Gli incentivi Impresa 4.0: una strada da continuare a percorrere
«Sì, è esattamente così: per questo gli incentivi alla formazione introdotti con Impresa 4.0 sono un ottimo punto di partenza da cui intensificare l’attività. – dice Gay – Nel secondo pacchetto per lo sviluppo del Paese l’ex ministro Carlo Calenda ha infatti sancito il credito di imposta al 40% per le imprese che investono in formazione in maniera incrementale e il potenziamento degli ITS, gli istituti di formazione terziaria alternativi all’Università, altro punto debole del nostro sistema di istruzione», ricorda Gay che è convinto «che il nuovo esecutivo proseguirà nel solco della formazione: c’è un passaggio del contratto di governo che riguarda l’intensificazione delle competenze digitali. L’auspicio degli imprenditori e mio, in quanto rappresentante di Anitec Assinform è che quello che c’è e che funziona, ovvero le misure del 4.0, vengano potenziate e se possibile rese ancora più ricche di investimenti per esempio nella parte relativa alle start up, le imprese che sono il vero motore del cambiamento dell’industria».

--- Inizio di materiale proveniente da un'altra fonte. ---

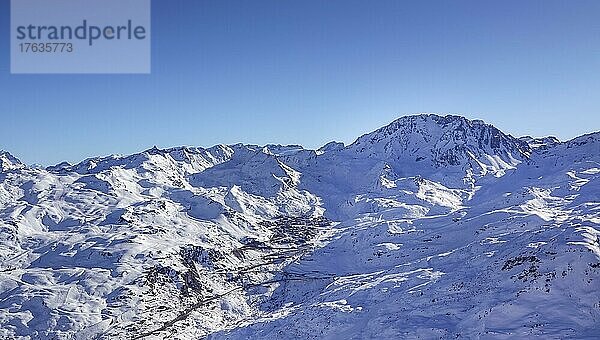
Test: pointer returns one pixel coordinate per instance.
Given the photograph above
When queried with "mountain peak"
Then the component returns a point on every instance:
(9, 162)
(444, 141)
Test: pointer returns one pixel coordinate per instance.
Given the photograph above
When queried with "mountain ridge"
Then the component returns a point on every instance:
(495, 239)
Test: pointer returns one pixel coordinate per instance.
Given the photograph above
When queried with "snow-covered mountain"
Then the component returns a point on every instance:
(430, 227)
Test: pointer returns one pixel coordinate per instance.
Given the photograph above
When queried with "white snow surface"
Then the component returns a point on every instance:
(431, 227)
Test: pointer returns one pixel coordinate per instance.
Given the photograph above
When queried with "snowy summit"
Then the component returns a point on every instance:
(430, 227)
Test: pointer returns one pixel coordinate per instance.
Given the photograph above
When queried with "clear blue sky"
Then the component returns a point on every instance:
(309, 72)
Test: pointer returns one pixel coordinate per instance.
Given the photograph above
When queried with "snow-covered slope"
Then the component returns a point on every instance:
(430, 227)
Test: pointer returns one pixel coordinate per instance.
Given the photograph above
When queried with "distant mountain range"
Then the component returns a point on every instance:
(430, 227)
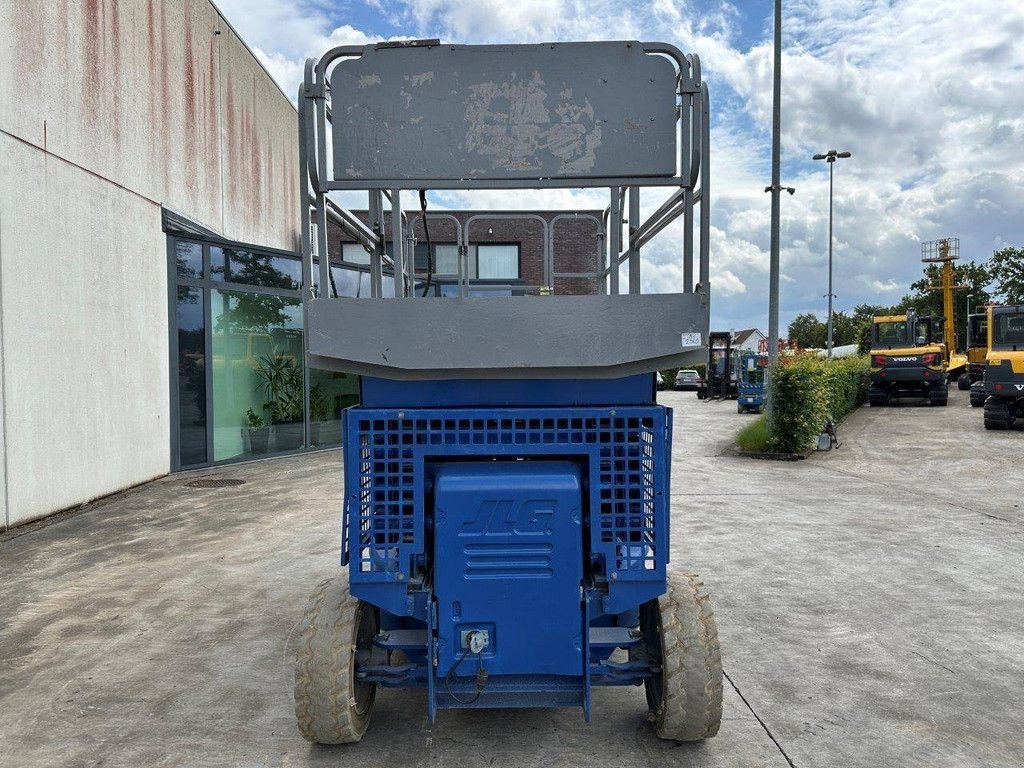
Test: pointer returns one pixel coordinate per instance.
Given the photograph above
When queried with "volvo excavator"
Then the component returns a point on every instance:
(908, 359)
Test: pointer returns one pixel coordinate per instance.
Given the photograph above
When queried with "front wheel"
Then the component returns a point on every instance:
(681, 637)
(331, 706)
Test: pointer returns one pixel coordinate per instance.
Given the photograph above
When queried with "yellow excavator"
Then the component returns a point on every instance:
(908, 359)
(1005, 367)
(945, 252)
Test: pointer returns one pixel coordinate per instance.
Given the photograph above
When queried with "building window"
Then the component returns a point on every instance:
(498, 261)
(353, 253)
(254, 268)
(192, 373)
(243, 388)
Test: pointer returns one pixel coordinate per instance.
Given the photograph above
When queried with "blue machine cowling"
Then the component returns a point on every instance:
(546, 527)
(751, 386)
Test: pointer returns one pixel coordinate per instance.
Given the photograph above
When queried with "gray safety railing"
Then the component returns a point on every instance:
(419, 115)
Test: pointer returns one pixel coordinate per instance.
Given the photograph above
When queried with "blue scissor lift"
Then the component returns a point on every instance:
(507, 473)
(751, 387)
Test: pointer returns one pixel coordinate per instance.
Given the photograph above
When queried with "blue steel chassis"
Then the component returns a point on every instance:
(391, 457)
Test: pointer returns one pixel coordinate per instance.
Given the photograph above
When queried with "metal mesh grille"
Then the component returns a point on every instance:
(626, 454)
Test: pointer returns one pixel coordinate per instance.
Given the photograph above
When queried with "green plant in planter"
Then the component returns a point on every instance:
(259, 432)
(280, 379)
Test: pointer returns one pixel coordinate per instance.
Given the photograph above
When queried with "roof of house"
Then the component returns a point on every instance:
(738, 337)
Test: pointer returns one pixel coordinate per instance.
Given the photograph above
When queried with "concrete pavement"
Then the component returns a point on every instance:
(867, 600)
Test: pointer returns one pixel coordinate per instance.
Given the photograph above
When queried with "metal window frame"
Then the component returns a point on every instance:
(207, 286)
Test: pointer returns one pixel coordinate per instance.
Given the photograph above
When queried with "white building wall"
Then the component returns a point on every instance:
(110, 109)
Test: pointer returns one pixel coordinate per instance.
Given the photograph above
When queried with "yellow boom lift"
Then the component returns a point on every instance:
(914, 356)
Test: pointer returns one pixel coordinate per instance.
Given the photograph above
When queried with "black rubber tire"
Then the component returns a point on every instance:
(998, 414)
(685, 698)
(978, 395)
(331, 707)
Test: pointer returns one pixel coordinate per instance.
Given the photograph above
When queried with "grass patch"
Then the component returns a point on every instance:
(754, 437)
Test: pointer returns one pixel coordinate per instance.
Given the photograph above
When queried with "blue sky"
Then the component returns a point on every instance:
(927, 94)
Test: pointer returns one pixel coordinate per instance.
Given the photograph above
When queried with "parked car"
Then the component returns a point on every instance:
(687, 380)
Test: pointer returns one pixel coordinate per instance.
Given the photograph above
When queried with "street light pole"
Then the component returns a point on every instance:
(829, 157)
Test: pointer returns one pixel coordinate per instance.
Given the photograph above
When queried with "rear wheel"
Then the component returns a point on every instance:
(878, 397)
(681, 637)
(978, 394)
(331, 706)
(999, 413)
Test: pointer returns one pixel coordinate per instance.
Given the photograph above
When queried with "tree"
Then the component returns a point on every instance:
(808, 331)
(972, 279)
(1007, 269)
(844, 330)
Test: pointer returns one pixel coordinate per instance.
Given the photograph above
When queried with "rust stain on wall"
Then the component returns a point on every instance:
(192, 162)
(114, 85)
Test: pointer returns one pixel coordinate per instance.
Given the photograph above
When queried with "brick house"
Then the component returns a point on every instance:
(506, 251)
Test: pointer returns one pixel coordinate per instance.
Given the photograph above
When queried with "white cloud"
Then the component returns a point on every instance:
(925, 93)
(887, 287)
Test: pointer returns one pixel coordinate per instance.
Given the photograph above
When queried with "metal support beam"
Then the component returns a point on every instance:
(397, 245)
(705, 185)
(376, 209)
(634, 216)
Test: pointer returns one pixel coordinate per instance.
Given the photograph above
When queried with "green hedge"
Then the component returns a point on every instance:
(807, 391)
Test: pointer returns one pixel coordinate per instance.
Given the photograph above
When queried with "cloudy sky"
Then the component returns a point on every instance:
(927, 94)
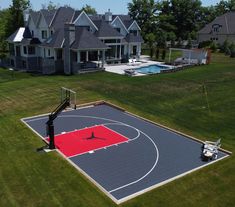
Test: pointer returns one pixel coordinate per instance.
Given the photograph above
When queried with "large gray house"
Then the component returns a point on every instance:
(70, 41)
(222, 28)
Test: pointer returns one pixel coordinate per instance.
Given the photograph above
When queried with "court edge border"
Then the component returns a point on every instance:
(160, 125)
(101, 102)
(92, 181)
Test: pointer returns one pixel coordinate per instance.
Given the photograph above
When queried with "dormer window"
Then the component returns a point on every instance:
(216, 28)
(118, 29)
(86, 27)
(44, 34)
(134, 32)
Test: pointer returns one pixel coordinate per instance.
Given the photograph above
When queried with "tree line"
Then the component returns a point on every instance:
(160, 21)
(174, 20)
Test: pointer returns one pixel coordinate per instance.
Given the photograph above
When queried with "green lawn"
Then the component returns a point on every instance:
(177, 100)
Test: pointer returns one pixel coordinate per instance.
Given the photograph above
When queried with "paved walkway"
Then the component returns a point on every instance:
(120, 68)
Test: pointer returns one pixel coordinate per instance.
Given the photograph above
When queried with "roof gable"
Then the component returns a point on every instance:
(20, 34)
(117, 19)
(34, 17)
(48, 15)
(106, 30)
(134, 26)
(84, 20)
(56, 40)
(86, 40)
(62, 16)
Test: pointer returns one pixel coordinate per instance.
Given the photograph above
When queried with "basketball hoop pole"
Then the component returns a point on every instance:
(52, 117)
(51, 135)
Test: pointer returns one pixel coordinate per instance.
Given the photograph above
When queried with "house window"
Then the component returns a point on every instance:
(134, 32)
(86, 27)
(118, 29)
(44, 34)
(110, 41)
(31, 50)
(25, 50)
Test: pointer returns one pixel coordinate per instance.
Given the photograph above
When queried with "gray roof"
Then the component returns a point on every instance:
(126, 19)
(19, 35)
(33, 41)
(48, 15)
(86, 40)
(105, 30)
(63, 15)
(56, 40)
(226, 22)
(76, 14)
(132, 38)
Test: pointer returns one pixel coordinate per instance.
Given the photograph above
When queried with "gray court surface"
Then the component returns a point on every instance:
(153, 155)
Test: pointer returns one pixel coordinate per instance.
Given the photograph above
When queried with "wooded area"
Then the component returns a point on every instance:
(160, 21)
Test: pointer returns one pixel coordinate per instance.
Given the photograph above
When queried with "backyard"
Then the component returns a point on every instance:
(199, 101)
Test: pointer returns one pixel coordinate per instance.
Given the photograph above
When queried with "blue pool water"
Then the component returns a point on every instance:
(151, 69)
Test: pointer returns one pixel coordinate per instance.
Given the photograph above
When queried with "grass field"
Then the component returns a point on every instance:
(177, 100)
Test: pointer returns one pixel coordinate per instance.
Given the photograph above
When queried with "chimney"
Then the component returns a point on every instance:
(108, 16)
(69, 37)
(26, 16)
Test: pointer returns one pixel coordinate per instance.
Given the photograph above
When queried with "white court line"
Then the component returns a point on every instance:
(157, 157)
(107, 146)
(155, 164)
(167, 181)
(138, 131)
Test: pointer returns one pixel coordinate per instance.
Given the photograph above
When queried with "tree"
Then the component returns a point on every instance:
(4, 15)
(89, 10)
(15, 18)
(150, 37)
(224, 6)
(145, 12)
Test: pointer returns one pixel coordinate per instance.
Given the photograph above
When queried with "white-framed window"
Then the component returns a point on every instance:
(25, 50)
(134, 32)
(44, 34)
(118, 29)
(31, 50)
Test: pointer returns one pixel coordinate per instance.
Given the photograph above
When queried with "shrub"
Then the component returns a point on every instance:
(225, 47)
(232, 50)
(213, 47)
(157, 53)
(163, 54)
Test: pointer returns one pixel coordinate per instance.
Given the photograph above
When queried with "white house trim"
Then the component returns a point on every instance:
(39, 19)
(83, 12)
(118, 18)
(134, 22)
(53, 18)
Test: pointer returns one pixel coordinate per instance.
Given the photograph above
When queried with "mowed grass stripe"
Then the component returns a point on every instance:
(176, 100)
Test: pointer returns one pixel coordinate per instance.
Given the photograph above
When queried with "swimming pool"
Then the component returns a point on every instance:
(152, 69)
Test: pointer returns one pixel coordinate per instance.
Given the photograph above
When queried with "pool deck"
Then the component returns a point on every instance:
(120, 68)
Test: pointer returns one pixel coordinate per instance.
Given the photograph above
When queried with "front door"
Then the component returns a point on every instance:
(134, 50)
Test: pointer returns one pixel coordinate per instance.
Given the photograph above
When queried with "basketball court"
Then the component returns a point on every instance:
(122, 154)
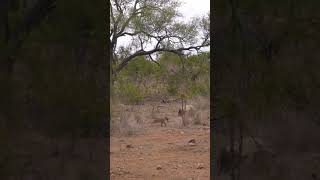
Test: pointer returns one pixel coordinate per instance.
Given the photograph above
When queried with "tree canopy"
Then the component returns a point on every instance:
(152, 27)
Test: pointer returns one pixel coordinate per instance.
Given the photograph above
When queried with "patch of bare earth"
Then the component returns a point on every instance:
(157, 152)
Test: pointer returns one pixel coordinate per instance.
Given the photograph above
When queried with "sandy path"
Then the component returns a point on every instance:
(138, 156)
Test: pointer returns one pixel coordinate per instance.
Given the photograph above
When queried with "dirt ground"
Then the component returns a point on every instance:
(171, 152)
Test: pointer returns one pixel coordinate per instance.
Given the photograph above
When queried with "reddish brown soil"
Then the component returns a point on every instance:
(162, 153)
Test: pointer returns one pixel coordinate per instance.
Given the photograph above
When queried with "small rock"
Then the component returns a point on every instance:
(129, 146)
(200, 166)
(159, 167)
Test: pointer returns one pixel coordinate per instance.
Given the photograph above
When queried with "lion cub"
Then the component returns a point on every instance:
(162, 121)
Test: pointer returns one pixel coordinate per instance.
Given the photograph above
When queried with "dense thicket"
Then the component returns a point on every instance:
(265, 75)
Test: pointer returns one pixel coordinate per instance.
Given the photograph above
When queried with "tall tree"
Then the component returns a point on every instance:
(152, 26)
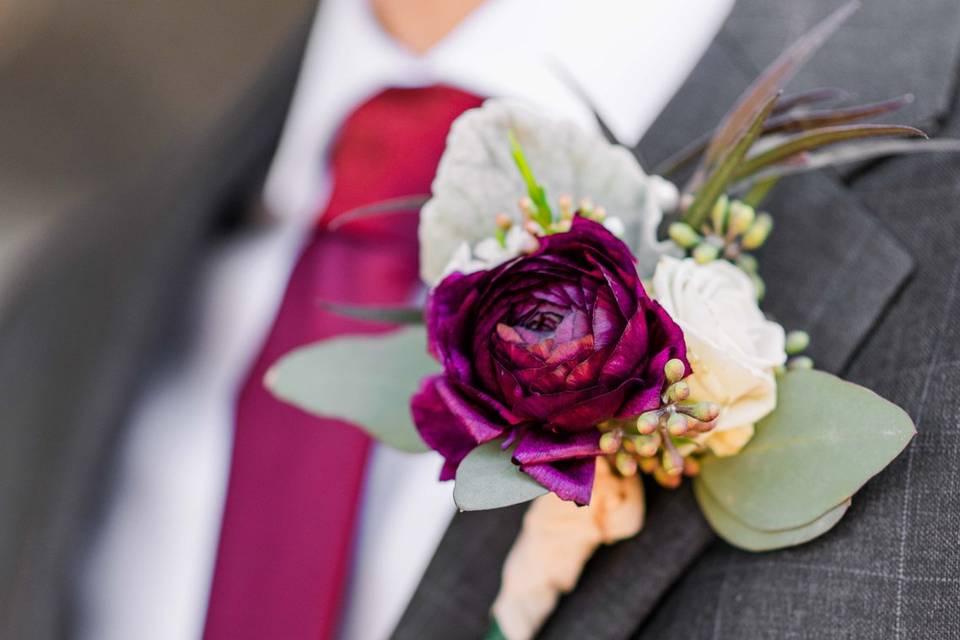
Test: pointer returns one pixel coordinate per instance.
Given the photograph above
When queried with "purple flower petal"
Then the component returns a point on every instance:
(570, 479)
(540, 446)
(542, 349)
(448, 423)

Gay: quattro step verso l’acquisizione delle competenze digitali
Gay, sulla base dei dati dell’Osservatorio, ha anche una lista di suggerimenti: «posto che il digitale è una componente indispensabile e sempre più importante in tutti i mestieri, nuovi e di sempre, è importante che tutti possano adeguare e arricchire il portafoglio di conoscenze e competenze, così come anche è importante che le aziende possano reperire profili sempre più aggiornati in chiave digitale». A questo riguardo, esistono almeno quattro pilastri su cui impostare nuove iniziative e rafforzare quelle già esistenti: «il primo consiste nel rinnovare i percorsi di formazione in ottica digitale a tutti i livelli: dalla scuola secondaria all’università, dalla riconversione professionale alla formazione del management», spiega il presidente di Anitec Assinform: «è necessario poi ridurre l’eterogeneità nella domanda di competenze digitali nelle professioni, a livello settoriale, funzionale o territoriale per semplificare il sistema; ancora, dobbiamo sostenere la piena valorizzazione delle opportunità di lavoro legate a competenze digitali non specialistiche, anche nei settori non tecnologici; e spingere le capacità di e-Leadership e change management nei ruoli dirigenziali e in tutte le imprese, perché è il management che deve stimolare l’innovazione. Da lì parte la spinta verso il cambiamento». Un cambiamento che deve essere dunque innanzitutto culturale.